Reputation: 2749
The Windows function QueryThreadCycleTime()
gives the number of "CPU clock cycles" used by a given thread. The Windows manual boldly states
Do not attempt to convert the CPU clock cycles returned by QueryThreadCycleTime to elapsed time.
I would like to do exactly this, for most Intel and AMD x86_64 CPUs.
It doesn't need to be very accurate, because you can't expect perfection from cycle counters like RDTSC anyway.
I just need some kludgey way to get the time factor seconds / QueryThreadCycleTime
for the CPUs.
First, I imagine that QueryThreadCycleTime
uses RDTSC internally.
I imagine that on some CPUs, constant rate TSC is used, so changing the actual clock rate (e.g. with variable-frequency CPU power management) doesn't affect the time/TSC
factor.
On other CPUs, that rate might change, so I'd have to query this factor periodically.

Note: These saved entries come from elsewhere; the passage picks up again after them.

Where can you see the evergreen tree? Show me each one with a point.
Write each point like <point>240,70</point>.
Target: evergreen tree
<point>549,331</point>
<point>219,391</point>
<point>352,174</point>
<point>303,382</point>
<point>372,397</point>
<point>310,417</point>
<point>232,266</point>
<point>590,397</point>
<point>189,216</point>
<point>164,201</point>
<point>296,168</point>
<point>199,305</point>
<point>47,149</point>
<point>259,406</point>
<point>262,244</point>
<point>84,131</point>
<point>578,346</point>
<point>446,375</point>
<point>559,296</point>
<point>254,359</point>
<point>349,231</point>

Before anyone cites the XY Problem, I should note that I'm not really interested in alternative solutions. This is because I have two hard requirements for profiling that no other method meets.
sleep(1)
should not return 1 second, but a busy loop lasting 1 second should. In other words, the profiler should not say that a task ran for 10ms when its thread was only active for 1ms. This is the reason I cannot use QueryPerformanceCounter()
.GetThreadTimes()
. The tasks I'm profiling might run for only a few microseconds.As requested by @Ted Lyngmo, the goal is implement computeFactor()
.
#include <stdio.h>
#include <windows.h>
double computeFactor();
int main() {
uint64_t start, end;
QueryThreadCycleTime(GetCurrentThread(), &start);
// insert task here, such as an actual workload or sleep(1)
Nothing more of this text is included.